Analyse du jeu We Happy Few – Partie 2 : Vérité et choix de l’illusion

We Happy Few - On vous observe!

Avant de continuer, j’aimerais d’abord informer que ceci la continuation de mon étude de l’univers de We Happy Few et n’est pas une critique du jeu en tant que tel. Si vous n’avez pas encore lu la première partie de mon analyse, je vous invite fortement à le faire. Pour voir la critique, je vous invite à aller lire l’article de Jonathan sur le sujet. De plus, le jeu est en accès anticipé et certains points que je vais aborder peuvent changer au courant du développement du jeu. Certains éléments ont déjà changé depuis le début de l’écriture de cet article; il faut donc rester alerte quant aux prochaines mises à jour.


https://youtu.be/DitvMqqq-Vk

Il y a une appellation pour le monde qui décide d’arrêter de se droguer et de voir la réalité comme elle est. Les downers sont des personnes qui, ne prenant pas leur joy, sont devenues folles. Ce qui m’a frappé, c’est qu’il y a une appellation pour ceux qui refusent de prendre leur drogue, mais qu’il n’y en pas pour les personnes qui la prennent (autre que l’appellation des résidents et des résidentes, appelés respectivement Wellies et Wellers, mais c’est le nom qu’on donne aux habitants de l’endroit). Ça donne un aspect de correct à ceux et celles qui en prennent. Une personne n’ayant aucun problème majeur, aucune différence, sera, et je n’aime pas cette appellation, Normale.  On ne nomme pas les personnes normales, et ce, peu importe l’univers.

Encore une fois, ce choix esthétique semble être une critique, semble avoir un but. Après tout, n’est-ce pas les downers qui voient le monde tel quel? Il n’est pas possible, encore, de confirmer s’il y a plus de downers que de personnes normales, mais ils semblent être regroupés principalement à l’entour du premier endroit dans lequel nous atterrissons après l’introduction : Le Garden District.

 

La folie de celui qui ouvre ses yeux

Il est important de noter que je fais une distinction entre les Wastrels et les downers. Je reviendrai aux Wastrels un peu plus loin. Il y a une question légitime qu’on peut se poser en observant l’univers de We Happy Few : « Est-ce que les downers sont réellement fous? »

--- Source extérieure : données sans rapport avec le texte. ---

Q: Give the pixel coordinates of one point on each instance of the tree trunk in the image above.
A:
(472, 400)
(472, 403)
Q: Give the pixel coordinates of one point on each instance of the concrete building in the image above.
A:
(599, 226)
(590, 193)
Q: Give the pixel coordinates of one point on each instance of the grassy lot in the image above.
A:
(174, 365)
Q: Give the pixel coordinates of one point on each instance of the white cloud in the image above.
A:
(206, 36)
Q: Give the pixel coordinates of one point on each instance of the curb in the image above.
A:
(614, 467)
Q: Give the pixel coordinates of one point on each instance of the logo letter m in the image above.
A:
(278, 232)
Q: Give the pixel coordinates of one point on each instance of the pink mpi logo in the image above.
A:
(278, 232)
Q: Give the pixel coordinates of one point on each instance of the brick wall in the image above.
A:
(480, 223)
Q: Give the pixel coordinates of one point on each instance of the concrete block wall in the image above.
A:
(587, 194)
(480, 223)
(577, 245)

Ils frappent la réalité d’un seul coup, sans artifice, et essaient de se souvenir de ce qui est arrivé. Certains se créent un autre monde complet qui provient de l’imaginaire, comme Johny Bolton, Agent Spécial. Ce personnage croit qu’il fait partie d’une société secrète spéciale et qu’on est le nouveau membre. Notre première mission, pour cette société, est d’aller chercher l’agente Peachy, une poupée (comme tous les autres agents à part Bolton et moi).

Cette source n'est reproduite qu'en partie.